De prétendus philosophes qui brandissent le glaive au nom des guerres d’influence

M. Bernard Henri-Lévy, l’homme qui se manifeste et pointe le bout de son nez dès qu’il y a du grabuge (accompli ou restant à accomplir) dans les pays arabes (ou essentiellement musulmans : Iran et Afghanistan, par exemple), réclame à cor et à cri, à tue-tête, des avions pour Alep (en Syrie). Lui qui, par ailleurs, cautionne toujours les crimes et les actes terroristes commis par Tsahal en Palestine occupée, rejetant la responsabilité de ces crimes de guerre sur les autres, c’est-à-dire principalement sur le Hamas, le Hezbollah, qualifiés, par notre ami, de partis terroristes. Lorsque des oppressés se défendent contre leurs oppresseurs, BHL appelle cela des actes terroristes. Lorsque Tsahal, l’armée sioniste d’Israël, tue et massacre enfants, femmes et vieillards, BHL qualifie ces méfaits d’actes de bravoure, encense l’armée criminelle d’Israël et glorifie l’Etat juif d’Israël obligé, selon lui, de se défendre pour sa survie.

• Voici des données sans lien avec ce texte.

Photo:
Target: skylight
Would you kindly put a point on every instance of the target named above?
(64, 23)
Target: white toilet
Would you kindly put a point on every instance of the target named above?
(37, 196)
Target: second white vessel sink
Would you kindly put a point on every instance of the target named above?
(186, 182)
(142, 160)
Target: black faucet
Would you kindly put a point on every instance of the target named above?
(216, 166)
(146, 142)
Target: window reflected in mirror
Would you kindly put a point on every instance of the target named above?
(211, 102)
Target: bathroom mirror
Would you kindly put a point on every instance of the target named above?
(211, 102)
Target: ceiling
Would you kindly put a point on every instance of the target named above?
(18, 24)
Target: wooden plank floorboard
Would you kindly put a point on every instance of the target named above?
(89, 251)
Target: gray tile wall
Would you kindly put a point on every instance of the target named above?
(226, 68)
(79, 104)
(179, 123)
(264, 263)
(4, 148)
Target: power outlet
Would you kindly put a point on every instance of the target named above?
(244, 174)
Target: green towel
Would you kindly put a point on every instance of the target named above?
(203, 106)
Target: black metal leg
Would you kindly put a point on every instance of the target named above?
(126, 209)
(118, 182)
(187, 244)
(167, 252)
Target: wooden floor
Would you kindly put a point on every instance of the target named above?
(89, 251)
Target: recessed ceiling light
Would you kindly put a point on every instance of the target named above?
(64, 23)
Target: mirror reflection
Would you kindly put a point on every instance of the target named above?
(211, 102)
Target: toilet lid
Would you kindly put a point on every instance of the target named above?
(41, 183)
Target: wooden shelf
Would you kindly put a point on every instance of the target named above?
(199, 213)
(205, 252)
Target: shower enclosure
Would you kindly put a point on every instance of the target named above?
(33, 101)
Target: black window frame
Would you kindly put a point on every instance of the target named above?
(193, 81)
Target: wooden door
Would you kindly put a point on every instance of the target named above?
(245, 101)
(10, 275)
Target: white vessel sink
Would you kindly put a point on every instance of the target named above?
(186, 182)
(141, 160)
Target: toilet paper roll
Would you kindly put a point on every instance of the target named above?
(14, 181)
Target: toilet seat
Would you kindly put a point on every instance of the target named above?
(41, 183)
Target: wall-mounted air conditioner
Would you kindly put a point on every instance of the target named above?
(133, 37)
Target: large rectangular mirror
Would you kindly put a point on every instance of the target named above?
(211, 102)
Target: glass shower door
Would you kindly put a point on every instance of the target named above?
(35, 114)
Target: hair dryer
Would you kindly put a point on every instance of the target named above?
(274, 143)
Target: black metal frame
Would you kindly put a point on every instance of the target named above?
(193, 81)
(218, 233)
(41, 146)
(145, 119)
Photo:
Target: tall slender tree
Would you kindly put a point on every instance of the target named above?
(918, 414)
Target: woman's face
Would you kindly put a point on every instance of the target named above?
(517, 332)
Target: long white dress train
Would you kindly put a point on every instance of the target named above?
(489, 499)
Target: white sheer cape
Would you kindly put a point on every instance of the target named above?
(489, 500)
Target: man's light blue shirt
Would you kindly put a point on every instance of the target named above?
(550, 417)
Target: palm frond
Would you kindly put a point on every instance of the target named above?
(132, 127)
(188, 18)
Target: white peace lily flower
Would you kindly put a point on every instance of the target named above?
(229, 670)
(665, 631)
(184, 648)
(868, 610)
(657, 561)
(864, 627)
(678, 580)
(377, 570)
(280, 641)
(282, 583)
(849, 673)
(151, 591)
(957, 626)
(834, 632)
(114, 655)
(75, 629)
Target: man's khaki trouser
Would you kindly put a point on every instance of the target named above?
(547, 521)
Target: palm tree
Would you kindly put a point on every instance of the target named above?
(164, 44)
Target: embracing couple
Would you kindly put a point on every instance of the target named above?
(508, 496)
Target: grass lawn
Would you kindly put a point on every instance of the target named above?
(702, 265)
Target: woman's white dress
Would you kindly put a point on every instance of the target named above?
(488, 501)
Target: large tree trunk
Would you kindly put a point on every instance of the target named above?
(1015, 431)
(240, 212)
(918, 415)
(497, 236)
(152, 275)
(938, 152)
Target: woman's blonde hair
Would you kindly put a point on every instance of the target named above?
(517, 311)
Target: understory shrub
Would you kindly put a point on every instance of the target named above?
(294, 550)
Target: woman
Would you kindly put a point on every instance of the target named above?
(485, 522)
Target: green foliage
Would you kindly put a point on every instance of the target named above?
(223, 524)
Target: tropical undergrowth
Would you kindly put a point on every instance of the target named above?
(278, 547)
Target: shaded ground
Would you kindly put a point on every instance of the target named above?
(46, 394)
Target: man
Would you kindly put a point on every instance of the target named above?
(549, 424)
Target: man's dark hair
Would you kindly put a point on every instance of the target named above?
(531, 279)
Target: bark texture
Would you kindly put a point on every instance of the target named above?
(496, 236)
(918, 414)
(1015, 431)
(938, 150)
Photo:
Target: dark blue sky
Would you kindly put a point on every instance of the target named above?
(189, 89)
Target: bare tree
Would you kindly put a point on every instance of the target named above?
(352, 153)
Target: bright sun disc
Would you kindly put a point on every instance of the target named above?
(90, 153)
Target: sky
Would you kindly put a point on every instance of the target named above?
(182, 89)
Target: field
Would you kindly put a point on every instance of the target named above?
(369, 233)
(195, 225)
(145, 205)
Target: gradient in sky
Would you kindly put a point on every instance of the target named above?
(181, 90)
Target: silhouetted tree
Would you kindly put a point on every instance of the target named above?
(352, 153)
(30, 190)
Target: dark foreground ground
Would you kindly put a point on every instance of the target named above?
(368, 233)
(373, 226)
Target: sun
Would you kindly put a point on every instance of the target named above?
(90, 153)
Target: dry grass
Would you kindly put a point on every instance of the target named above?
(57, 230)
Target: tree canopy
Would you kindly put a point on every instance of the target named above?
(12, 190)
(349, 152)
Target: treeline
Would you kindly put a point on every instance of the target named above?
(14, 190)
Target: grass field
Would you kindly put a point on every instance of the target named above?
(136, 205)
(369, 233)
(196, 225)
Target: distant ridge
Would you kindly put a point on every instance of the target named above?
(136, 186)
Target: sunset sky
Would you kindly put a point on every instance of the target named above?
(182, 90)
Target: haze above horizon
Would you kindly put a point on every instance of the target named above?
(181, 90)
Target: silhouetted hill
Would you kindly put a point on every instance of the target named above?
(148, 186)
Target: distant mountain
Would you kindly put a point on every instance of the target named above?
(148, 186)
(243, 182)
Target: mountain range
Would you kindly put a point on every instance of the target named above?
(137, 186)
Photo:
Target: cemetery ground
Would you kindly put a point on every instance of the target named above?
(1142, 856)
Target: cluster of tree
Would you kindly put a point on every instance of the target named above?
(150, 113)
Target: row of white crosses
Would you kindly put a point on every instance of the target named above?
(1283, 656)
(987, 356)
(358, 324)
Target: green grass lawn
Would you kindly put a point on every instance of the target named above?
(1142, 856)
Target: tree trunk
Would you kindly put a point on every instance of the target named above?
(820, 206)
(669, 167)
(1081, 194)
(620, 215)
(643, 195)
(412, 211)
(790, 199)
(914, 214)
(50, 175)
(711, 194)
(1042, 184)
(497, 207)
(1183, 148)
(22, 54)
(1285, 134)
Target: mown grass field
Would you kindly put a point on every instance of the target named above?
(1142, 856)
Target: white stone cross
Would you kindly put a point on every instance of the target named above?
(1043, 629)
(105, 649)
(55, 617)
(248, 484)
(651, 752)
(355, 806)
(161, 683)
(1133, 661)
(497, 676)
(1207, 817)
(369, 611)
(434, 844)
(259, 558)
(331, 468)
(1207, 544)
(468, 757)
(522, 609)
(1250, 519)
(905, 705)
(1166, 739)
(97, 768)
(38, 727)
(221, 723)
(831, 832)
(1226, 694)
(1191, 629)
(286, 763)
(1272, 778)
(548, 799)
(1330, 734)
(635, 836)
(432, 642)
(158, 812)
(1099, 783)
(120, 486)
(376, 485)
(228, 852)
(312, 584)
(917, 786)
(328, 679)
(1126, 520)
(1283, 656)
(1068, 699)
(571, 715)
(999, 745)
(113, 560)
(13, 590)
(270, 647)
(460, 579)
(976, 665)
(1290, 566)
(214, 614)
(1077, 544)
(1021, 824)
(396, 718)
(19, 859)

Car oui, Israël conduit des guerres d’influence dans le but de se maintenir et d’obtenir le soutien des occidentaux. Avec BHL, nous sommes éternellement dans la logique d’une sur-victimisation des Juifs ; ces derniers ne faisant que se défendre contre une Terre, une Planète, devenue entièrement antisémite. La paranoïa frôle la schizophrénie. Le personnage aussi. Un CNT (syrien) allié à BHL ne peut être qu’un faux, un imposteur, un traître et un menteur !

Dans la guerre d’influence (et non pas révolution) qui se déroule actuellement en Syrie — une guerre déclarée par une pseudo opposition (supposée démocratique) au régime actuel syrien, armée, financée et appuyée par les puissances occidentales — il parait de plus en plus probable que nous allons vers un bourbier syrien, une espèce de libanisation. La France, par la voix de son Président François Hollande et de son Ministre des affaires étrangères Laurent Fabius, réclame une zone d’exclusion aérienne. Le scénario libyen. Pourtant, l’affaire de l’avion de chasse turc abattu par la défense antiaérienne syrienne, nous a démontré avec quelle rapidité et quelle efficacité les forces syriennes ont répondu à une provocation mise au point par les alliés et destinée à tester les capacités de défense syrienne. Nous avons vite été fixés. Et personne n’a plus envoyé un seul avion. La solution d’une « no fly zone » parait à l’évidence difficile à mettre en oeuvre. Au sol, malgré la fourniture en armes de la part des forces occidentales coalisées de l’OTAN et la formation de commandos à la guerre civile dispensée par ces mêmes forces, l’armée syrienne ne semble pas reculer et surtout elle reste fidèle au pouvoir en place. Qu’on ne nous parle pas de révolution en Syrie, car l’armée populaire et une écrasante majorité du peuple demeurent fidèles au régime de Bachar Al-Assad et défendent leur patrie qu’ils estiment être attaquée par des forces étrangères. Qu’on ne nous fasse pas prendre des vessies pour des lanternes.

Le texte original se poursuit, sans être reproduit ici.